The reason was radio waves. Every piece of electronic equipment communicated with every other piece of electronic equipment through radio waves. Even the tiny radio transmissions they sent could be discovered if someone was looking hard enough, as we were assured that they were. But just turning off the connecting capability was not enough, since we were told that not only did our equipment use radio waves to communicate with each other, they used them internally to have one part of the equipment talk to other parts.
Our electronics couldn't help transmitting evidence that we were here, and if someone knew what frequencies they used to work, they could be dete
cted simply by sending the radio signal that turned them on. Or so we were told. I'm not an engineer. All I knew was that a huge amount of our equipment was no longer usable—and not just unusable, but a danger to us.
We had to risk using this equipment to land on Roanoke and set up the colony. We couldn't very well land shuttles without using electronics; it wasn't the trip down that would be a problem, but the landings would be pretty tricky (and messy). But once everything was on the ground, it was over. We went dark, and everything we had in cargo containers that contained electronics would stay in those containers. Possibly forever.
This included data servers, entertainment monitors, modern farm equipment, scientific tools, medical tools, kitchen appliances, vehicles and toys. And PDAs.

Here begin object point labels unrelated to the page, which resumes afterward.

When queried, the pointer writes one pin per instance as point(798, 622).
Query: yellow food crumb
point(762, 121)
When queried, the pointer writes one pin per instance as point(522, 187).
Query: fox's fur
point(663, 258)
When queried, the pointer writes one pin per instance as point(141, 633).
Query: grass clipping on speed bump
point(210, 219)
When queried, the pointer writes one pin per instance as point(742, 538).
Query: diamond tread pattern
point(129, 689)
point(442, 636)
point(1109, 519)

This was not a popular announcement. Everyone had PDAs, and everyone had their lives in them. PDAs were where you kept your messages, your mail, your favorite shows and music and reading. It's how you connected with your friends, and played games with them. It's how you made recordings and video. It's how you shared the stuff you loved, to the people you liked. It was everyone's outboard brain.

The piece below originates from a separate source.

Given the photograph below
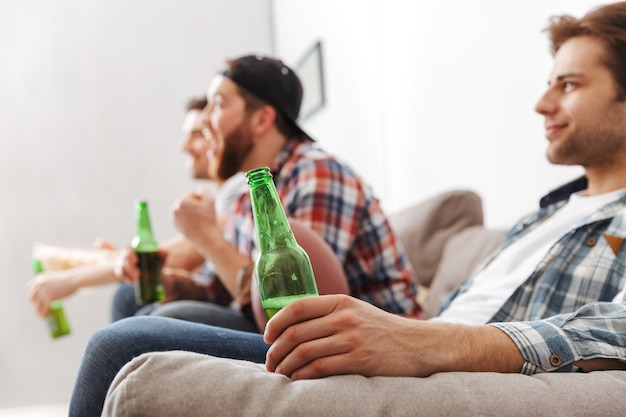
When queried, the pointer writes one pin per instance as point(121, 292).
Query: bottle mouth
point(258, 175)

And suddenly they were gone; every single PDA among the colonists—slightly more than one per person—was collected and accounted for. Some folks tried to hide them; at least one colonist tried to sock the Magellan crew member who'd been assigned to collect them. That colonist spent the night in the Magellan brig, courtesy of Captain Zane; rumor had it the captain cranked down the temperature in the brig and the colonist spent the night shivering himself awake.
I sympathized with the colonist. I'd been without my PDA for three days now and I still kept catching myself reaching for it when I wanted to talk to Gretchen, or listen to some music, or to check to see if Enzo had sent me something, or any one of a hundred different things I used my PDA for on a daily basis. I suspected that part of the reason people were so cranky was because they'd had their outboard brains amputated; you don't realize how much you use your PDA until the stupid thing is gone.